Load balancers are a vital part of system design making sure requests are distributed evenly across servers and applications.

Assuming we have one server we expect all requests to go to that one server. If 2 servers, how do make sure it is even? How about 3? What if the servers aren’t made equally and server different throughputs of data? Load balancers solve this problem. Load balancers simply distribute a load across different registered services. On top of that load balancers can do much more such as detecting dead servers and routing requests away from them, request new servers be brought up when system capacity is met, and provide additional security by shielding servers from the external web.

From the client a load balancer looks like one service. After making a request the response is generally returned from the service balancer as well. Making the system completely encapsulated and simplifying the model of external dependencies and services.

Load balancers can also provide analytics on current network traffic and trends and help predict what future requests will look like for the whole system.

How to Load balance

There are several algorithms on how to actually balance requests:

1. Random - as the name implies this simply sends a request to a random server. There are potential issues with this such as unbalanced distribution, however this is simplest to implement
2. Least Connected - this method will assign connections to the server with the least number of connections. This will fix the distribution issue from random, however this method does not take into account individual server compute resources
3. Round Robin - Round robin goes around all possible servers and assigns requests 1 by 1, such as a circular queue would form: A->B->C->... By itself this strategy will solve most balancing problems for most organizations
4. Weighted Round Robin - This is an evolution of the round robin. Requests instead are assigned based on the relative capacity to other servers in the load balancing destination. Example server A is 2x more performant than server B. “Performant” is left open ended because performance can mean different things in different cirumstances
5. Least Bandwidth - This will send requests to the servers with the lower traffic in available data / second. This is good for getting requests to servers quicker if the payload is larger
6. Least Response time - This balancing strategy relies on trying to server the requests as quickly as possible to the end user and directing requests to the lowest requested servers.
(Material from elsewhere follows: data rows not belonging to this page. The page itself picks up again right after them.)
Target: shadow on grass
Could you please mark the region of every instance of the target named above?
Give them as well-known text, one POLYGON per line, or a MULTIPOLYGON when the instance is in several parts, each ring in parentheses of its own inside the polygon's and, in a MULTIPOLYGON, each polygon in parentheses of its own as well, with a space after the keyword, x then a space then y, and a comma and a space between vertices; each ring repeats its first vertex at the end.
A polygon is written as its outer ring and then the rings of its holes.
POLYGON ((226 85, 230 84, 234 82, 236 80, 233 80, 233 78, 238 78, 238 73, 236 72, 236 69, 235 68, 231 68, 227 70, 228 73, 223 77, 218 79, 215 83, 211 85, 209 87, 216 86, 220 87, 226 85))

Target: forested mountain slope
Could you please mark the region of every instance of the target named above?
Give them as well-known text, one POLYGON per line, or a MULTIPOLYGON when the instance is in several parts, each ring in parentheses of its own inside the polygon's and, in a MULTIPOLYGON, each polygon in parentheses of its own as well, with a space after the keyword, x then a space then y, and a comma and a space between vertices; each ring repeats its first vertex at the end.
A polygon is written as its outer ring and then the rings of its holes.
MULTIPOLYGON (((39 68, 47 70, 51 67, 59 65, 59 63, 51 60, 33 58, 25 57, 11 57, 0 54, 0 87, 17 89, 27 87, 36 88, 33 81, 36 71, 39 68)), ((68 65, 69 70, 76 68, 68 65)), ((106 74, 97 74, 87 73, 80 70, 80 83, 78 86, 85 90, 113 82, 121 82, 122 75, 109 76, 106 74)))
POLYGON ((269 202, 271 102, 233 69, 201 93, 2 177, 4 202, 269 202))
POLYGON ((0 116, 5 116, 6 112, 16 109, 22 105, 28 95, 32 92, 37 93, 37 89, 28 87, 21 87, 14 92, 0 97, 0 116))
As a server has more open connections response time may generally decrease making this optimal in some situations
7. IP Hash / Session / Cookie - Instead of balancing by compute resources sometimes other factors are considered. In this case user sessions may be distributed among many servers. A load balancer can guarantee certain user requests go to server A and others go to server B every time

For the above strategies while some are most definitely better than others (looking at you random). The actual usage in practice depends a lot on problem context. Certain problems are best served by certain algorithms.

Load balancers as we have discussed above are a single point of failure. To rectify this having a redundant load balancer or load balancer cluster available will make them fault tolerant. When a load balancer goes down another one goes up, keeping the system continually healthy.